To prove that the speed of these neural "waves" is actually related to time-dependent decisions, the researchers trained rats to distinguish between different time intervals. If the thirsty rats waited a set time after a signal, they were rewarded with a drop of water. Depending on the signal, they had to estimate whether a period of time was longer or shorter than 1.5 seconds. Meanwhile, the researchers measured activity in the animals' striatum, a part of the basal ganglia in the cerebrum involved in motor control that has previously been linked to time-dependent decisions.

When the internal clock ticks faster or slower

And indeed: If the rats estimated a certain time interval longer, faster neuronal activity was observed in the striatum, if they estimated it shorter, slower activity. Next, the team tested whether this correlation is based on a causal connection. "To do this, we needed a way to experimentally manipulate these dynamics while the animals were making time estimates," explains Monteiro. "We used temperature to change the rate of neuronal dynamics without disturbing the pattern." The team implanted a small thermoelectric device into the trained rats that heated or cooled the striatum at the push of a button.
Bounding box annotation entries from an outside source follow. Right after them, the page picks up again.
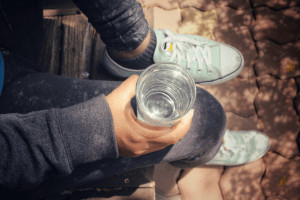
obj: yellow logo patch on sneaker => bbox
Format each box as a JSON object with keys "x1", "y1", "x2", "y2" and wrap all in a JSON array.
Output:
[{"x1": 169, "y1": 43, "x2": 173, "y2": 52}]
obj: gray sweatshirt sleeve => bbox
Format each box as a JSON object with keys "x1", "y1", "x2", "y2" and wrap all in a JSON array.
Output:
[{"x1": 0, "y1": 95, "x2": 118, "y2": 190}]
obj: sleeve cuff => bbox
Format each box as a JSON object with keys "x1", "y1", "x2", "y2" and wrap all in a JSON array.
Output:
[{"x1": 57, "y1": 95, "x2": 119, "y2": 167}]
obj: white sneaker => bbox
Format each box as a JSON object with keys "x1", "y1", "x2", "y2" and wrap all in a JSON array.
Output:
[
  {"x1": 206, "y1": 130, "x2": 270, "y2": 166},
  {"x1": 102, "y1": 30, "x2": 244, "y2": 85}
]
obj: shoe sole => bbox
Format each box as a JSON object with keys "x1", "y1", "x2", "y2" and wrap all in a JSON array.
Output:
[{"x1": 197, "y1": 43, "x2": 244, "y2": 85}]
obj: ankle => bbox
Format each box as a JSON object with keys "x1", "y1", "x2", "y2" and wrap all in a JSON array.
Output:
[{"x1": 107, "y1": 31, "x2": 151, "y2": 59}]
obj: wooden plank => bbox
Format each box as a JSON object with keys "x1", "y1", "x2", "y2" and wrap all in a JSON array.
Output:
[
  {"x1": 61, "y1": 15, "x2": 93, "y2": 78},
  {"x1": 40, "y1": 17, "x2": 61, "y2": 74}
]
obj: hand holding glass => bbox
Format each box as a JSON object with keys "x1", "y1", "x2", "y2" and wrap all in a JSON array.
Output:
[{"x1": 136, "y1": 63, "x2": 196, "y2": 127}]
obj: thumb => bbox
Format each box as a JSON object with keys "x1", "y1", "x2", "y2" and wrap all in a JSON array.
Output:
[{"x1": 108, "y1": 75, "x2": 139, "y2": 104}]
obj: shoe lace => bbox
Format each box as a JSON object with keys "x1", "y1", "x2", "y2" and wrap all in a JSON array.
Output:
[
  {"x1": 219, "y1": 138, "x2": 245, "y2": 157},
  {"x1": 161, "y1": 30, "x2": 218, "y2": 73}
]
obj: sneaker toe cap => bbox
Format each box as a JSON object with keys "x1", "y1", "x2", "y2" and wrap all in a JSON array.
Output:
[{"x1": 220, "y1": 44, "x2": 244, "y2": 76}]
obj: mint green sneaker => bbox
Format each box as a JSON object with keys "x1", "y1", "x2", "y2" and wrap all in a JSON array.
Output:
[
  {"x1": 101, "y1": 29, "x2": 244, "y2": 85},
  {"x1": 206, "y1": 130, "x2": 270, "y2": 166},
  {"x1": 153, "y1": 30, "x2": 244, "y2": 85}
]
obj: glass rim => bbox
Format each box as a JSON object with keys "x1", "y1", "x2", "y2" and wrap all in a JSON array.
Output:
[{"x1": 135, "y1": 62, "x2": 197, "y2": 122}]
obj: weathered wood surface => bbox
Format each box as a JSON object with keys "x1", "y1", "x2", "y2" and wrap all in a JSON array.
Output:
[{"x1": 40, "y1": 14, "x2": 113, "y2": 80}]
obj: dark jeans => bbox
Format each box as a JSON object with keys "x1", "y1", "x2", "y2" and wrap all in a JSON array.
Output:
[
  {"x1": 0, "y1": 51, "x2": 226, "y2": 198},
  {"x1": 0, "y1": 0, "x2": 226, "y2": 196}
]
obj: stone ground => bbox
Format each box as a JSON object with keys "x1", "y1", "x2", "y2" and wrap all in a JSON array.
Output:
[
  {"x1": 42, "y1": 0, "x2": 300, "y2": 200},
  {"x1": 140, "y1": 0, "x2": 300, "y2": 200}
]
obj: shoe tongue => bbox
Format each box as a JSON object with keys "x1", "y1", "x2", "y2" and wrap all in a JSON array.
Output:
[{"x1": 153, "y1": 30, "x2": 171, "y2": 63}]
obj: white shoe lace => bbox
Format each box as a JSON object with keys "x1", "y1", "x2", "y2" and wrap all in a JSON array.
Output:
[
  {"x1": 218, "y1": 138, "x2": 245, "y2": 157},
  {"x1": 161, "y1": 30, "x2": 218, "y2": 74}
]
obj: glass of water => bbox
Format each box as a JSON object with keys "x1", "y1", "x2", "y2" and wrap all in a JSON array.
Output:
[{"x1": 136, "y1": 63, "x2": 196, "y2": 127}]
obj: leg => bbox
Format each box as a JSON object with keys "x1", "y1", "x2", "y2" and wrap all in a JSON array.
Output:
[{"x1": 0, "y1": 53, "x2": 226, "y2": 198}]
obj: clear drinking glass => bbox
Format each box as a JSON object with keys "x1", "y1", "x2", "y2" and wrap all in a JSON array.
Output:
[{"x1": 136, "y1": 63, "x2": 196, "y2": 126}]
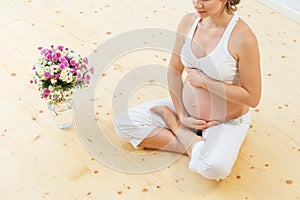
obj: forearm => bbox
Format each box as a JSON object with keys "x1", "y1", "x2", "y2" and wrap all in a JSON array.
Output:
[
  {"x1": 168, "y1": 69, "x2": 187, "y2": 117},
  {"x1": 204, "y1": 78, "x2": 260, "y2": 107}
]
First measurements on the still anesthetized rats showed that the speed of the neuronal waves actually increased when heated and slowed down when cooled. "The temperature thus gave us a switch with which we could stretch or compress the neuronal activity over time," says Monteiro's colleague Filipe Rodrigues. "We used this manipulation together with the behavioral experiment." The result: "When we cooled the striatum, the rats estimated a time interval to be shorter. If we warmed it, they kept it longer.” The faster activity in the warmed striatum acted like a clock hand ticking faster, suggesting that more time had passed.

Initiate and control movements

While the animals' estimation of time varied, the speed of their movements remained constant. "This got us thinking about the nature of behavioral control in general," says Paton. “Even the simplest organisms face two fundamental challenges in controlling movement. First, they have to choose between different possible actions - for example, in which direction they want to move. Second, once they've decided on an action, they need to be able to continuously adjust and control it to ensure it's being carried out effectively.” The striatum is only involved in the first part, the results suggest—the decision what and when to do. The ongoing control of movement, on the other hand, is left to other brain structures.

In another experiment, the team therefore manipulated the temperature of the cerebellum, which is also involved in controlling movement. Here, the temperature changes ensured that the speed of movement also changed. "This division of labor between the two brain systems is relevant in movement disorders such as Parkinson's," says Paton. In Parkinson's disease, the ability to initiate movements is impaired, but not to execute them. The results of our inner timekeeper could also help to better understand such diseases. In future studies, the team also wants to find out how the circuits in the brain generate the timekeeping waves and how they help us respond to our environment.